PRESQUE ISLE – Donna always thought that if she just did something a little differently, she could fix him. Even when he wouldn’t let her out of the house except to go to work.
Even when he would call her employer and tell lies to get her fired.
Even when he would hit her and steal her money.
But when she wanted to get a college education and he went ballistic, that’s when Donna knew she had to leave.
The local woman, who didn’t want to use her last name, said it took all her strength and a lot of community support, but she did leave her husband.
And that’s why she believes domestic violence awareness is imperative.
“It’s so important that I can’t even describe how important it is,” she said as tears welled up in her eyes. “Having people aware of what’s going on in their neighborhoods or in their own families is so important. Sometimes the only way you survive is if people become aware.”
Donna is sharing that message this month as organizers with the Battered Women’s Project host a slate of activities to mark Domestic Violence Awareness Month in October. Donna said the project was one of the support systems that helped her when she was ready to leave her abusive relationship.
Donna Baietti, Battered Women’s Project director, said this week that domestic abuse survivors need the support and the resources to change what’s going on in their lives, but that it takes a whole community being aware and fighting the traditional stigma associated with victims to really get to the heart of the problem.
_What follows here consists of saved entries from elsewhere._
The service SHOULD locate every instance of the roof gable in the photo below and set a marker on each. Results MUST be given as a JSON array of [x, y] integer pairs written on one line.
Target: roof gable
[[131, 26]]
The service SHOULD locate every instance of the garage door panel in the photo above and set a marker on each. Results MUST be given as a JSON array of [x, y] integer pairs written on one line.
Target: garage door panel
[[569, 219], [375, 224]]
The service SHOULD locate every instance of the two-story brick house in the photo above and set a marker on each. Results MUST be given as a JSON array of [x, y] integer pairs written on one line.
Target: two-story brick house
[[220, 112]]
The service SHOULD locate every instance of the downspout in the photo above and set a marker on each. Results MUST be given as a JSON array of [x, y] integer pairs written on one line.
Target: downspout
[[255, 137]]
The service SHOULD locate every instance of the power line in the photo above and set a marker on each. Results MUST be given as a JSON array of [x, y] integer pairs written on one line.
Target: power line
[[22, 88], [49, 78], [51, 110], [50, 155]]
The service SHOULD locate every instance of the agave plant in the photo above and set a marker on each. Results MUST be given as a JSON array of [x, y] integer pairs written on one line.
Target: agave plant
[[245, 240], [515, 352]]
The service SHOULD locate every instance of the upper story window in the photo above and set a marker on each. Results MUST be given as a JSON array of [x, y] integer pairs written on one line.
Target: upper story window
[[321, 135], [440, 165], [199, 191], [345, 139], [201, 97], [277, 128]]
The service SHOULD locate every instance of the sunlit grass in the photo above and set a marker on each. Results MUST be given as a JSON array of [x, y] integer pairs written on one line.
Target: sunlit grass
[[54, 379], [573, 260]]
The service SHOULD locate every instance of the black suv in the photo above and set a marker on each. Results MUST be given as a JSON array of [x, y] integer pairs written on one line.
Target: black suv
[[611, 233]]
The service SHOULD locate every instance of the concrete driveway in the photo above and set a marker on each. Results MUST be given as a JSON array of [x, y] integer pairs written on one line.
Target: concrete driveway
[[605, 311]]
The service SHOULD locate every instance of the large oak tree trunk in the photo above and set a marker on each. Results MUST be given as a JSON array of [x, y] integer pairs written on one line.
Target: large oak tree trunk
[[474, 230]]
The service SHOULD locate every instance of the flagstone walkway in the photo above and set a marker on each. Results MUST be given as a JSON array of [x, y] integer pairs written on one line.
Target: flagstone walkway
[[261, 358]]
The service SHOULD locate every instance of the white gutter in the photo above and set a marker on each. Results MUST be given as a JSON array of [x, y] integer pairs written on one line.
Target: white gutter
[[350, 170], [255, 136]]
“If people are looking at them and saying, ‘Oh, those poor people,’ then they need to check themselves,” Baietti said. “They need to say, ‘That could be me. That could be my mother or my sister.'”
The project already has hosted several candlelight vigils in Aroostook County to remember victims. They will host an awareness walk at noon Wednesday, Oct. 25, starting at Riverside Park in Presque Isle.
Other events include:
. Training for salon professionals to give them the tools they need to recognize domestic violence and how to create a safe environment if a woman discloses abuse.
. “A Walk in Their Shoes” art show at the Blue Moon Gallery. The show opened on Oct. 6 and depicts forms of violence.
. “Empty Place at the Table” exhibitions at Cafe de la Place in Madawaska and the University of Maine at Fort Kent’s Nowland Hall cafeteria in memory of those who have died this past year due to domestic violence in Maine.
. A display at the Blake Library at UMFK featuring artwork created by local victims of domestic violence.
. Library displays in Ashland, Caribou, Fort Kent, Fort Fairfield, Houlton, Island Falls, Madawaska, Mars Hill, Presque Isle and Van Buren.
Baietti said that if she could ask people in the community to do one thing in terms of awareness, it would be to have the courage to ask or speak up when they think something is wrong.
“I would love for the public to really pay attention, to reach out to someone who needs help,” Baietti said. “The community needs to be responsible.”
Donna said that for her, that community involvement – her family, friends and co-workers – made all the difference.
Donna is now a full-time student with a 4.0 GPA, and though she still faces a tough road ahead, she’s much happier with the life she’s living.
“It’s like sunshine every day,” Donna said as she smiled wide. “It’s not dark or deep or depressive anymore. And we’re going to stick with that sunshine.”